Thanks Rick! Sounds like your set up is fairly similar to ours.
Can we get a video update of your conversion. What you learned since, changes you would make, reliability, monitoring, etc.
Do you think eliminating a Genset is really practical with a Lithium setup?
Hi Bruce. We will add it to the list of things to film but it’ll be a while. We’ve only had the batteries for about 8 months now. We’ve discussed some changes in our recent videos. A blog post might be more likely.
We would not get rid of our genset, although we would prefer a smaller one.
In preparation for returning to the seas I started tinkering with solar power at home. Careful consideration is needed for the cost to value to benefit breakdown.
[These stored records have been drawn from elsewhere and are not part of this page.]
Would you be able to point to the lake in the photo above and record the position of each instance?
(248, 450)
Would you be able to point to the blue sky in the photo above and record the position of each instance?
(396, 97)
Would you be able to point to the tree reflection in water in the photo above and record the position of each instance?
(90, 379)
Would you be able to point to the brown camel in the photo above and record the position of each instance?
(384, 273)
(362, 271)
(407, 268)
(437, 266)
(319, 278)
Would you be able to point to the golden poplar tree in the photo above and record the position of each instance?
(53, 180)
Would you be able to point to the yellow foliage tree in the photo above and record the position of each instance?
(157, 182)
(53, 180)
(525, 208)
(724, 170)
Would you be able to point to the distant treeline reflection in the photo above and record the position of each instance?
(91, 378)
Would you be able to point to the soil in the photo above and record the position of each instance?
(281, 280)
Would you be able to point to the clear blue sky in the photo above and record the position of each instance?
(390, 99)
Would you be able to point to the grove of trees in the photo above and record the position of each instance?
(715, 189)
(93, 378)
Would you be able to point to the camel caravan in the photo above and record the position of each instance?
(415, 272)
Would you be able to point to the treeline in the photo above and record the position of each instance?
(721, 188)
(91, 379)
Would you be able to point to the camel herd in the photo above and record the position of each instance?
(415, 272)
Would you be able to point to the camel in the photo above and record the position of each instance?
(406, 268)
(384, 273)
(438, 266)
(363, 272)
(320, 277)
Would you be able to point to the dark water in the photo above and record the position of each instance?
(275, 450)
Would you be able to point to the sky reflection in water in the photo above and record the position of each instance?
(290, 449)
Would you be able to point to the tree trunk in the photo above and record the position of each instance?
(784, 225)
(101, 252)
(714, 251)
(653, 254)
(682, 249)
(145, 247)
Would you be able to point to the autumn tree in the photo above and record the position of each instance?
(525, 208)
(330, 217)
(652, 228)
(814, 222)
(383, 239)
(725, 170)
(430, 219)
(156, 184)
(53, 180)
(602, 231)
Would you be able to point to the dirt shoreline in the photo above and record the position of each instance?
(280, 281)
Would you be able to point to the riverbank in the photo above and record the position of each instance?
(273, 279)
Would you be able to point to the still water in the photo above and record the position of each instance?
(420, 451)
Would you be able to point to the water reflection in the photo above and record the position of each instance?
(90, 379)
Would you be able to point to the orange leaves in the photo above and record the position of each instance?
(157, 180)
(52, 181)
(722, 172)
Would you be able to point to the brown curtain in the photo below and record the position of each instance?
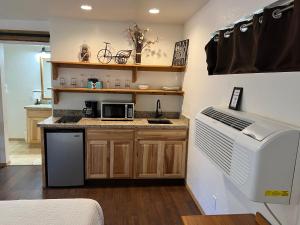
(245, 42)
(268, 45)
(224, 52)
(211, 52)
(273, 41)
(292, 51)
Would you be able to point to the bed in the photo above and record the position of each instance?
(51, 212)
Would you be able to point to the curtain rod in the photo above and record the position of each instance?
(276, 15)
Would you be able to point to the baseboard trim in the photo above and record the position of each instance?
(194, 199)
(16, 139)
(2, 165)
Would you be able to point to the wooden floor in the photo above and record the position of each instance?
(156, 205)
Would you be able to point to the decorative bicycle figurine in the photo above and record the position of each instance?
(105, 56)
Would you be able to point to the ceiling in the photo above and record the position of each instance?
(171, 11)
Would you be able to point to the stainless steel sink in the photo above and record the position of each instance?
(159, 121)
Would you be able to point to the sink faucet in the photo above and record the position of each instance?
(159, 112)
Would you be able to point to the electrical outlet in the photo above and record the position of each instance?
(214, 202)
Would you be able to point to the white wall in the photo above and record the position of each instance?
(271, 95)
(3, 112)
(68, 35)
(35, 25)
(22, 75)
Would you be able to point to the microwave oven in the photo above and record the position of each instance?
(117, 111)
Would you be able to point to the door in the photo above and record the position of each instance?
(174, 159)
(148, 159)
(121, 159)
(96, 159)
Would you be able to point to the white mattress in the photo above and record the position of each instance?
(51, 212)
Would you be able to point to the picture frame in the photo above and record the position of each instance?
(180, 53)
(236, 98)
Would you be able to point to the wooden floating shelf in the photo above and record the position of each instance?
(134, 68)
(133, 92)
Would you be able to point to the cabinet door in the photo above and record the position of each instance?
(34, 132)
(174, 159)
(148, 161)
(96, 159)
(121, 159)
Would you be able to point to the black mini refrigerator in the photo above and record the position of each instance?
(64, 157)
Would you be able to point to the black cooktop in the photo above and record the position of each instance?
(69, 119)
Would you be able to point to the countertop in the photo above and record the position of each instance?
(98, 123)
(39, 107)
It truly is an amazing system, well thought out, planned with precision and very neatly implemented. Please share a cost table for the components and installation breakdown, it is a deciding factor to consider. Many thanks in advance, so far your most helpful learning video!
Thanks Chris! The blog post has been updated with a table of costs.
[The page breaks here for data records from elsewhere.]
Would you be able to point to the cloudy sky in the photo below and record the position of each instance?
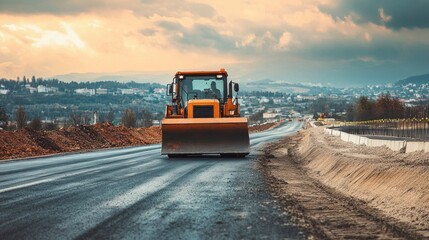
(332, 42)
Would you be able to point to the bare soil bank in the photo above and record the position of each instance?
(28, 143)
(341, 190)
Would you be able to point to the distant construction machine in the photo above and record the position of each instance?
(203, 117)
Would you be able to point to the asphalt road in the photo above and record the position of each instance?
(135, 193)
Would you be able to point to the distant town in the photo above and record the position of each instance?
(66, 103)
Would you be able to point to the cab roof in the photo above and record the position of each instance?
(204, 73)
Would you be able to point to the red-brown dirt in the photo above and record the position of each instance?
(27, 143)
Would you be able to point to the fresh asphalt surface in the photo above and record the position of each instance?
(135, 193)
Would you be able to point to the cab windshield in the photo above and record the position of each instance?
(202, 87)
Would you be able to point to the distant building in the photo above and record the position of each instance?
(101, 91)
(131, 91)
(85, 91)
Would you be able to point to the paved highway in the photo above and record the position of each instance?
(135, 193)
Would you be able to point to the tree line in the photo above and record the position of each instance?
(384, 107)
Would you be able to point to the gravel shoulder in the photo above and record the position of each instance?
(341, 190)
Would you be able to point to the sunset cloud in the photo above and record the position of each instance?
(50, 37)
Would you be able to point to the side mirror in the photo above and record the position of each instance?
(169, 91)
(236, 87)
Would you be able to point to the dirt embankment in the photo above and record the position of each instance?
(344, 190)
(27, 143)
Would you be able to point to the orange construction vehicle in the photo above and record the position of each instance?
(203, 117)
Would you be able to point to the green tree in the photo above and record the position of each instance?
(364, 109)
(388, 107)
(110, 116)
(36, 124)
(3, 118)
(147, 118)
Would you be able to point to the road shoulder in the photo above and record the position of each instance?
(323, 210)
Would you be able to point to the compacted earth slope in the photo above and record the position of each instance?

Great video! If you were putting this exact system including two high output alternators and a solar array that can top off your battery bank daily into a brand new Helia, would you forgo the dedicated Onan generator for lower weight and maintenance? Why or why not?
We would prefer a smaller generator, but we would still have a generator. We run two things off the generator: our watermaker and air conditioning. While we don’t use the air conditioning much ourselves, we have used it a majority of the time that our parents were onboard (including a record heat wave in the Sydney area this summer that was a high of 117 F). The watermaker is a CruiseRO high output 30 gph watermaker. We are not stingy on our water, and as it is I could take 5 hours to fill 3/4 of the tank. We’re happy with a high output watermaker.
I know this is a sensitive subject however a cost breakdown would be extremely helpful to a lot of your followers who are making plans of their own. The Space Between https://www.youtube.com/watch?v=Fu9zFFv6IC0 did a DIY version which honestly may be more attainable for us however it would be nice to compare costs.
The post has been updated with costs!